No Man’s Sky Beyond – Recensione aggiornata al 2019

Ogni volta che si parla di No Man’s Sky è immancabile il rimando al polverone alzato alla sua release nel 2016, quando il simulatore di esplorazione spaziale fu presentato al pubblico privo di molte delle feature anticipate dal game director Sean Murray. Da allora i ragazzi di Hello Games hanno lavorato per correggere il tiro, implementando molte – se non più – delle caratteristiche mostrate nei trailer pre-lancio.

Con l’arrivo di Beyond, la nuova corposa espansione gratuita uscita ad agosto, Sean Murray ha dichiarato che il gioco sarebbe giunto alla versione 2.0, lasciandoci capire quando il team di sviluppo stesse puntando sui nuovi contenuti. Ed in effetti, dopo una ventina di ore di prova all’interno del “nuovo” universo di No Man’s Sky, possiamo dire che il titolo presenta cambiamenti evidenti.

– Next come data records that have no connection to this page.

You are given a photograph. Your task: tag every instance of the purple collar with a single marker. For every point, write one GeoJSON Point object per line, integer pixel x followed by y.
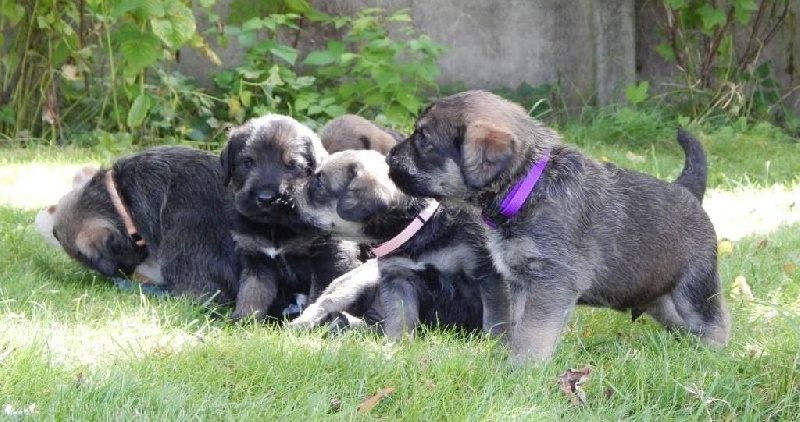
{"type": "Point", "coordinates": [518, 194]}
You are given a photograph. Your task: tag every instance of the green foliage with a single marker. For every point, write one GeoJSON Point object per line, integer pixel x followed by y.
{"type": "Point", "coordinates": [723, 80]}
{"type": "Point", "coordinates": [365, 72]}
{"type": "Point", "coordinates": [78, 70]}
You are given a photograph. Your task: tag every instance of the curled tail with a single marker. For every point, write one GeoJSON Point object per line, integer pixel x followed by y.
{"type": "Point", "coordinates": [694, 175]}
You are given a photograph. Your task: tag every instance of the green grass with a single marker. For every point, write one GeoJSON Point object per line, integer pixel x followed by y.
{"type": "Point", "coordinates": [75, 347]}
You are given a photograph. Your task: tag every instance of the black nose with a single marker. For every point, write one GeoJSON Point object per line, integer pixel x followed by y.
{"type": "Point", "coordinates": [264, 197]}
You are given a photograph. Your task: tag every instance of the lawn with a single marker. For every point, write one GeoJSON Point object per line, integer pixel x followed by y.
{"type": "Point", "coordinates": [73, 346]}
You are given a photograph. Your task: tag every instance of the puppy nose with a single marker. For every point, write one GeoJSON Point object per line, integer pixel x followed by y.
{"type": "Point", "coordinates": [264, 197]}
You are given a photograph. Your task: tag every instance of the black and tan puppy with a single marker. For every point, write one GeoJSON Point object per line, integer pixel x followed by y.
{"type": "Point", "coordinates": [350, 132]}
{"type": "Point", "coordinates": [166, 204]}
{"type": "Point", "coordinates": [280, 256]}
{"type": "Point", "coordinates": [440, 274]}
{"type": "Point", "coordinates": [586, 232]}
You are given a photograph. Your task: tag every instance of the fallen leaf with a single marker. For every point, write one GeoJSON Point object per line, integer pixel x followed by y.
{"type": "Point", "coordinates": [741, 288]}
{"type": "Point", "coordinates": [725, 246]}
{"type": "Point", "coordinates": [373, 401]}
{"type": "Point", "coordinates": [635, 158]}
{"type": "Point", "coordinates": [571, 382]}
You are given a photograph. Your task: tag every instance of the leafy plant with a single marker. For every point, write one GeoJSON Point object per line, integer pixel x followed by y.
{"type": "Point", "coordinates": [718, 75]}
{"type": "Point", "coordinates": [366, 72]}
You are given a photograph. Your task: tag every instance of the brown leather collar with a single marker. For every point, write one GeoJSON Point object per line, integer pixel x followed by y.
{"type": "Point", "coordinates": [123, 213]}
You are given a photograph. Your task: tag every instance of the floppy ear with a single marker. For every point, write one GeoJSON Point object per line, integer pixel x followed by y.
{"type": "Point", "coordinates": [228, 155]}
{"type": "Point", "coordinates": [362, 198]}
{"type": "Point", "coordinates": [487, 150]}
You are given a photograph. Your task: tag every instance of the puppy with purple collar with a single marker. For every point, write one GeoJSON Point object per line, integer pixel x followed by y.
{"type": "Point", "coordinates": [564, 229]}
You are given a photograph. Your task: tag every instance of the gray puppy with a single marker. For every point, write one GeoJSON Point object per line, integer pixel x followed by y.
{"type": "Point", "coordinates": [581, 232]}
{"type": "Point", "coordinates": [438, 274]}
{"type": "Point", "coordinates": [282, 259]}
{"type": "Point", "coordinates": [355, 132]}
{"type": "Point", "coordinates": [165, 205]}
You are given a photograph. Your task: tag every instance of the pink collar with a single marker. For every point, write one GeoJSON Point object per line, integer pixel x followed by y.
{"type": "Point", "coordinates": [413, 227]}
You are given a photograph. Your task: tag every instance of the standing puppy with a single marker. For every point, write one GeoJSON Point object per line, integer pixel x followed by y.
{"type": "Point", "coordinates": [281, 257]}
{"type": "Point", "coordinates": [565, 229]}
{"type": "Point", "coordinates": [354, 132]}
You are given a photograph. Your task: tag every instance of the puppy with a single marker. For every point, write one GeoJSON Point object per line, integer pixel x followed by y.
{"type": "Point", "coordinates": [354, 132]}
{"type": "Point", "coordinates": [280, 256]}
{"type": "Point", "coordinates": [579, 232]}
{"type": "Point", "coordinates": [440, 274]}
{"type": "Point", "coordinates": [163, 208]}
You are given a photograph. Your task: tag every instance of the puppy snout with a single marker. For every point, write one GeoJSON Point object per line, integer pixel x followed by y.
{"type": "Point", "coordinates": [264, 197]}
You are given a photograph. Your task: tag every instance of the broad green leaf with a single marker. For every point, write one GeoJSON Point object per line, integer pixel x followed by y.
{"type": "Point", "coordinates": [319, 58]}
{"type": "Point", "coordinates": [637, 93]}
{"type": "Point", "coordinates": [139, 49]}
{"type": "Point", "coordinates": [676, 4]}
{"type": "Point", "coordinates": [138, 110]}
{"type": "Point", "coordinates": [177, 26]}
{"type": "Point", "coordinates": [665, 50]}
{"type": "Point", "coordinates": [286, 53]}
{"type": "Point", "coordinates": [13, 11]}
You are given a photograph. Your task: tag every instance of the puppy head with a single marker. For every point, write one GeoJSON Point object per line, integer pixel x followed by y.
{"type": "Point", "coordinates": [45, 218]}
{"type": "Point", "coordinates": [262, 158]}
{"type": "Point", "coordinates": [348, 190]}
{"type": "Point", "coordinates": [466, 143]}
{"type": "Point", "coordinates": [89, 231]}
{"type": "Point", "coordinates": [354, 132]}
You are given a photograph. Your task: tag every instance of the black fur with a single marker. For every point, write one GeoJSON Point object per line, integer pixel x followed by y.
{"type": "Point", "coordinates": [180, 208]}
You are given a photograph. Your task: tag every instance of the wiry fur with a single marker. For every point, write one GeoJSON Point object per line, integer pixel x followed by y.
{"type": "Point", "coordinates": [590, 233]}
{"type": "Point", "coordinates": [441, 275]}
{"type": "Point", "coordinates": [180, 208]}
{"type": "Point", "coordinates": [280, 256]}
{"type": "Point", "coordinates": [349, 132]}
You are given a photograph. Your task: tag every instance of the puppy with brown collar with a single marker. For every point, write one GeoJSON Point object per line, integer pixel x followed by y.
{"type": "Point", "coordinates": [433, 265]}
{"type": "Point", "coordinates": [350, 132]}
{"type": "Point", "coordinates": [166, 205]}
{"type": "Point", "coordinates": [565, 229]}
{"type": "Point", "coordinates": [281, 257]}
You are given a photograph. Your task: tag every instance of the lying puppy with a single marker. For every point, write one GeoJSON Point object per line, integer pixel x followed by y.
{"type": "Point", "coordinates": [354, 132]}
{"type": "Point", "coordinates": [166, 203]}
{"type": "Point", "coordinates": [148, 273]}
{"type": "Point", "coordinates": [565, 229]}
{"type": "Point", "coordinates": [439, 274]}
{"type": "Point", "coordinates": [280, 256]}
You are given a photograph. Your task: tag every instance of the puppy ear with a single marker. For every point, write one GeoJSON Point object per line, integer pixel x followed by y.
{"type": "Point", "coordinates": [487, 150]}
{"type": "Point", "coordinates": [362, 198]}
{"type": "Point", "coordinates": [228, 155]}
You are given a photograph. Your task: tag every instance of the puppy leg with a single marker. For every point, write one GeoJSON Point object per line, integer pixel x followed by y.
{"type": "Point", "coordinates": [400, 300]}
{"type": "Point", "coordinates": [257, 289]}
{"type": "Point", "coordinates": [700, 303]}
{"type": "Point", "coordinates": [494, 291]}
{"type": "Point", "coordinates": [538, 313]}
{"type": "Point", "coordinates": [341, 294]}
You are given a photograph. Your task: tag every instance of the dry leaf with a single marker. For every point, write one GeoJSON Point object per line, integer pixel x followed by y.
{"type": "Point", "coordinates": [373, 401]}
{"type": "Point", "coordinates": [571, 382]}
{"type": "Point", "coordinates": [741, 288]}
{"type": "Point", "coordinates": [725, 246]}
{"type": "Point", "coordinates": [635, 158]}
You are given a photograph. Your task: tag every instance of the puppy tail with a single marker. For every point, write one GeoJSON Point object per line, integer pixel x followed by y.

Utilizzando la struttura della precedente recensione del buon Asczor, pubblicata un anno in merito all’update Next, faremo un’analisi partendo dall’esplorazione planetaria fino ad arrivare alle interazioni spaziali e all’espansione del multiplayer.

 

 

Un po’ più Minecraft

Sia che si inizi una nuova avventura da zero o si proceda con un vecchio salvataggio di No Man’s Sky è evidente sin da subito come il sistema di visualizzazione delle quest e della ricerca di materiali al fine di costruire una delle nostre elaborate attrezzature sia stato reso più chiaro ed esplicativo. Vagando su uno dei tanti pianeti dell’enorme universo di No Man’s Sky ci troveremo presto alle prese con la classica raccolta di risorse per poter costruire una prima rudimentale base, e proprio in questo caso si notano una serie di piacevoli aggiunte alle possibilità di costruzione.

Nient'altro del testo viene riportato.